Pour finir, je reviens quelques temps dans le centre-ville, sur la Buchanan Street, prenant un moment pour feuilleter quelques livres de poésie dans une grande librairie, avant d’aller dire au revoir à mon amie de Glasgow à la Mitchell Library. Imaginez, ce n’est pas seulement une bibliothèque universitaire. Au rez-de-chaussée se trouvent également une bibliothèque municipale ainsi qu’un café ! Quelques discussions, quelques embrassades, tout est déjà un souvenir. Le soir, de retour à Paisley, je discute jusqu’à tard dans la nuit.
30.10.19, Paisley :
Il me reste déjà quelques heures avant de reprendre l’avion.

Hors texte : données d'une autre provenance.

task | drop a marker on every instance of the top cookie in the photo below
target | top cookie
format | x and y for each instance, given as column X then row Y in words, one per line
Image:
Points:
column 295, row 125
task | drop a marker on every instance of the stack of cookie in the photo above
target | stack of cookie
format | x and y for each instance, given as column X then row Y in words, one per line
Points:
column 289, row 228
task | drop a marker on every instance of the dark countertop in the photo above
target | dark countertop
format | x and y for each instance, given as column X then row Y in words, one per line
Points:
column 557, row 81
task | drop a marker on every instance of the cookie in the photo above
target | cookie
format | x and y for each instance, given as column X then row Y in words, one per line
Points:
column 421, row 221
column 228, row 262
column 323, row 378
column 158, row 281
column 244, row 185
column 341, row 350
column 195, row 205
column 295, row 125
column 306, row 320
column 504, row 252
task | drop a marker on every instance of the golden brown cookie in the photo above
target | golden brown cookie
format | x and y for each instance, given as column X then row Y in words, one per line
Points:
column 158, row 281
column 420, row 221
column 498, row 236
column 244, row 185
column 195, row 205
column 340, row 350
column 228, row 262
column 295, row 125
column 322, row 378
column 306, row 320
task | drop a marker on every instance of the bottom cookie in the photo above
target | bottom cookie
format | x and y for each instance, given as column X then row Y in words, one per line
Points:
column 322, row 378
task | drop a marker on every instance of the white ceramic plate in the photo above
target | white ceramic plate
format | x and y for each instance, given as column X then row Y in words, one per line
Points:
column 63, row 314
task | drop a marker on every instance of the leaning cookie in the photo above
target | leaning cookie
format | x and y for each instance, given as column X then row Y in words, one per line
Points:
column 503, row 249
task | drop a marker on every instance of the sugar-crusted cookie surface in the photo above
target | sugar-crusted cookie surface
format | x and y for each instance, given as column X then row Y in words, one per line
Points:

J’en profite pour visiter le joli petit centre-ville de Paisley. Le point le plus important de la visite est l’abbaye, où le puissant ordre monastique de Cluny y a vécu pendant de nombreuses années. Elle est composée de la même pierre grise que la cathédrale de Glasgow et le cloître est magnifiquement conservé. C’est une très belle abbaye, un lieu de paix qui me permet de méditer quelques pensées avant de laisser ce pays encore plein de secrets.
Lorsque je retourne à l’aéroport, je ne me sens même pas vraiment triste. Je me sens surtout enrichie de tous ces paysages et de toutes les histoires que j’ai eu la chance d’écouter. Je me sens comme dans un rêve qui va bientôt se poursuivre dans ma mémoire. Lorsque l’on décolle, j’ai encore la chance d’admirer les collines écossaises et la lumière dorée qui dépose un voile orangé sur ses reliefs.
Cinq jours en Ecosse.
Cinq jours de voyage et de marche.
Cinq jours où j’ai tenté de sonder l’âme des villes.
Je ferme les yeux, mon rêve roule encore sous mes paupières…
* Empruntés à Apollinaire dans "La maison des morts", Alcools, 1913.